Looking back on some of the past year’s canceled comedies, it’s hard not to observe television as a wasteland of undistinguished filth. Take “Hank” and “Brothers” as examples.
In the mix of humorless sitcoms though, the 2009-2010 television season also brought us plenty of inspired ones.
With the Emmy nominees being released in July, here is a list of the most deserving shows to make up the eligible Comedy Series slots.
“Community” was somewhat overshadowed this year by other freshmen shows, “Modern Family” and “Glee.”
Nevertheless, this comedy about a group of misfit college students achieved A-list comedy with witty writing, a winning acting ensemble and the most epic paintball tournament in the history of television.

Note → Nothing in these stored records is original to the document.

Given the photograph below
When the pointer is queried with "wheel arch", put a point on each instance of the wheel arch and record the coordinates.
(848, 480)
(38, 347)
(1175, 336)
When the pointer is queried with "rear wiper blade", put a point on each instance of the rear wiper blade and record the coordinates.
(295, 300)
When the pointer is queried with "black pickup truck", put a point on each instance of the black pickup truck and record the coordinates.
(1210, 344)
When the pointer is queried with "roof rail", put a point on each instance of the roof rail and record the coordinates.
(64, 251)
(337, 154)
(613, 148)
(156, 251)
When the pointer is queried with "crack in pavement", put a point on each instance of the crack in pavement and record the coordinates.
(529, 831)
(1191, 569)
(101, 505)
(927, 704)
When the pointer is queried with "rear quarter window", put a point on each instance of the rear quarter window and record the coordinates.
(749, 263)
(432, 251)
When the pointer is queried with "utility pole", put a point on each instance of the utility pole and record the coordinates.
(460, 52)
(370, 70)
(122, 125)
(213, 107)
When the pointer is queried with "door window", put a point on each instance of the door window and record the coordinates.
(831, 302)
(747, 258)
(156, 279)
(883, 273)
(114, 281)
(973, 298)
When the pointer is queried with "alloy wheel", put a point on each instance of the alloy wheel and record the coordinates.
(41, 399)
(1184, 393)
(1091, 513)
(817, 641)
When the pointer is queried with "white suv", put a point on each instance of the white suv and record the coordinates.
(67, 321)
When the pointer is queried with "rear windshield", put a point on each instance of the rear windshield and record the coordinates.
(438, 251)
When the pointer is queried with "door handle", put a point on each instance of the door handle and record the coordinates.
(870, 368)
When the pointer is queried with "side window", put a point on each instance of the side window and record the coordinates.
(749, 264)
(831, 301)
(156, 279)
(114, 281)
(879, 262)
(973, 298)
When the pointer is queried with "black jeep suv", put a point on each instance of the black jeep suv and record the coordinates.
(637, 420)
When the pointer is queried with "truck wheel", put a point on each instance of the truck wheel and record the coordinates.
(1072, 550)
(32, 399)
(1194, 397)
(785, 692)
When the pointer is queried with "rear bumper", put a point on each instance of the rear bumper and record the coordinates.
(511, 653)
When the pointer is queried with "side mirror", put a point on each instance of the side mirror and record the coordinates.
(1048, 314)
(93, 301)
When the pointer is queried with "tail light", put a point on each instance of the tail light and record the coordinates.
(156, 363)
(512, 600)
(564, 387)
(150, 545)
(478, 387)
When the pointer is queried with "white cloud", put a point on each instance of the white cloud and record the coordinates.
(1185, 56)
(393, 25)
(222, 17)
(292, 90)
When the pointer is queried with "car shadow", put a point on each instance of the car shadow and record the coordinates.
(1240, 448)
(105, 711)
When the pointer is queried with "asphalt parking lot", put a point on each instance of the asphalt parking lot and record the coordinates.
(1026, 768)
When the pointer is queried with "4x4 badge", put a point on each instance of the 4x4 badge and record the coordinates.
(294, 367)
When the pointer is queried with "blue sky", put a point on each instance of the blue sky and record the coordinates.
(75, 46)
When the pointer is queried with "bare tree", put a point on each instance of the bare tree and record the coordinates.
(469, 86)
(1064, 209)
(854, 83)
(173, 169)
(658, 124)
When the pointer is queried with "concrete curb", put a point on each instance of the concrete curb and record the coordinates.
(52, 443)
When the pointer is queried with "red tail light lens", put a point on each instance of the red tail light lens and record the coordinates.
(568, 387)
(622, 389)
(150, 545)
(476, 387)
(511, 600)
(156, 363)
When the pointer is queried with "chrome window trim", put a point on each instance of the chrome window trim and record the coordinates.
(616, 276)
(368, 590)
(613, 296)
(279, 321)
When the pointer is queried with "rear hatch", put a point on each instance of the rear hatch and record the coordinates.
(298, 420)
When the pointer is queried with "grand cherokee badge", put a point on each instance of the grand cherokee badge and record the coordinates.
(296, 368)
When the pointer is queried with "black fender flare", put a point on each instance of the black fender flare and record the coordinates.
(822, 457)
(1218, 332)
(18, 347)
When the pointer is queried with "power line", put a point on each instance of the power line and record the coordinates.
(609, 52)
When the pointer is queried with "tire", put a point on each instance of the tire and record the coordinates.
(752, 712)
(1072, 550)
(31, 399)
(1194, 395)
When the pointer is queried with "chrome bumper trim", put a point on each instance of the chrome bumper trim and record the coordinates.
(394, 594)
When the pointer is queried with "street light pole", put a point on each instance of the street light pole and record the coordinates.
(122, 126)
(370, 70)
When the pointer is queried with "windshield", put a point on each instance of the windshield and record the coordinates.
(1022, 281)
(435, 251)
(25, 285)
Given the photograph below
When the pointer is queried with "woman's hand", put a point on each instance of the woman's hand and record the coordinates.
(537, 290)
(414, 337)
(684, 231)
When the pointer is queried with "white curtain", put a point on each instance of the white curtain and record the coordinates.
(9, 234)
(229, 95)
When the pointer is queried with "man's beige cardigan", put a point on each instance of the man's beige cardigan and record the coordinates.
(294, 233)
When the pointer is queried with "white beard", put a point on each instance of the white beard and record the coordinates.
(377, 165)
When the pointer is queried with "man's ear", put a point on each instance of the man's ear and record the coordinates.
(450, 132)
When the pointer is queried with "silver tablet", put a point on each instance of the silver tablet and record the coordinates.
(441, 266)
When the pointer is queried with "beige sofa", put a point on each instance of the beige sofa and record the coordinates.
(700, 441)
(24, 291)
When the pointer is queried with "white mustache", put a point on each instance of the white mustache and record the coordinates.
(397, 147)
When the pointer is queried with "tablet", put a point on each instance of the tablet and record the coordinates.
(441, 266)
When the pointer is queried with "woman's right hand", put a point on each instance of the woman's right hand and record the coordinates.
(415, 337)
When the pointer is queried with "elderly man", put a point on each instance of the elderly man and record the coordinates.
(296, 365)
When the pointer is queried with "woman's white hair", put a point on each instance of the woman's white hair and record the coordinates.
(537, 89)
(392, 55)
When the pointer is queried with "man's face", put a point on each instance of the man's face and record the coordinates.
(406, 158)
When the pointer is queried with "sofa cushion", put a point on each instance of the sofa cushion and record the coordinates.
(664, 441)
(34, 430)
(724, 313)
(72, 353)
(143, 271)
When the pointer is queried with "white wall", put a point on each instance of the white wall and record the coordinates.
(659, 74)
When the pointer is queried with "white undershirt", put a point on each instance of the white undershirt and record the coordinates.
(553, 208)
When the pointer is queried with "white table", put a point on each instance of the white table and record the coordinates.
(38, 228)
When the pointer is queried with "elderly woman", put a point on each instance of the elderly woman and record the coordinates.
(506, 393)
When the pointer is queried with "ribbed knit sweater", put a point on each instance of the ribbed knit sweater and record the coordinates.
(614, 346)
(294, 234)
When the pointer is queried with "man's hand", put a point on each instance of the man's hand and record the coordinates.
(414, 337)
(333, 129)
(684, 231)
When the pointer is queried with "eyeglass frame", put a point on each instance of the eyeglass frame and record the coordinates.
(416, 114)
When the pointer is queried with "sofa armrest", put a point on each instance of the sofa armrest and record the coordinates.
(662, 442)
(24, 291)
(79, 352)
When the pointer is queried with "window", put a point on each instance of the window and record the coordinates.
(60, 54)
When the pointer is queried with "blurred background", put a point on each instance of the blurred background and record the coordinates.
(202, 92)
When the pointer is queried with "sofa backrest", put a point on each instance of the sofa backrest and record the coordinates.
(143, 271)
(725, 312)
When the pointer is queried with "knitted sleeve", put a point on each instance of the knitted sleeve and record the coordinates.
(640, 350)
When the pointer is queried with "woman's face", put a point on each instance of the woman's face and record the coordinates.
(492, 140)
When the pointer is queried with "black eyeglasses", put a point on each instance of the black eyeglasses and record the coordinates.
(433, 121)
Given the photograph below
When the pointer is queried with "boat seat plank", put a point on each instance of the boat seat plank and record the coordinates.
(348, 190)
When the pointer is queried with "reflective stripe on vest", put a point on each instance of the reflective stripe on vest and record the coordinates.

It’s impossible to single out just one character as your favorite with Joel McHale’s cocky Jeff, Danny Pudi’s film-obsessed Abed, Alison Brie’s determined Annie and so many others.
Curb Your Enthusiasm
Last season on “Curb Your Enthusiasm,” Larry David sustained his string of morally reprehensible decisions, making Walter White from “Breaking Bad” and Don Draper from “Mad Men” look like saints.
In the show’s hilarious seventh season, Larry reunited the cast of “Seinfeld” in an attempt to win back his long-suffering ex-wife. This season conjured numerous hilarious scenarios based on distaste and coincidence.
Among all of this year’s comedies, none quite exemplified the perfect hour of television than Ryan Murphy’s “Glee,” a musical spectacle that you either loved or you’re heartless.
The experience of all 22 episodes of “Glee” is a joy and like watching a Broadway production from your couch. Never did I think a television show’s rendition of “Don’t Stop Believing” could be more magical than Journey’s original track. However, every song revamped in this program is a treasure. It also delivered the year’s finest character of any entertainment medium, Jane Lynch’s diabolical cheerleading coach Sue Sylvester.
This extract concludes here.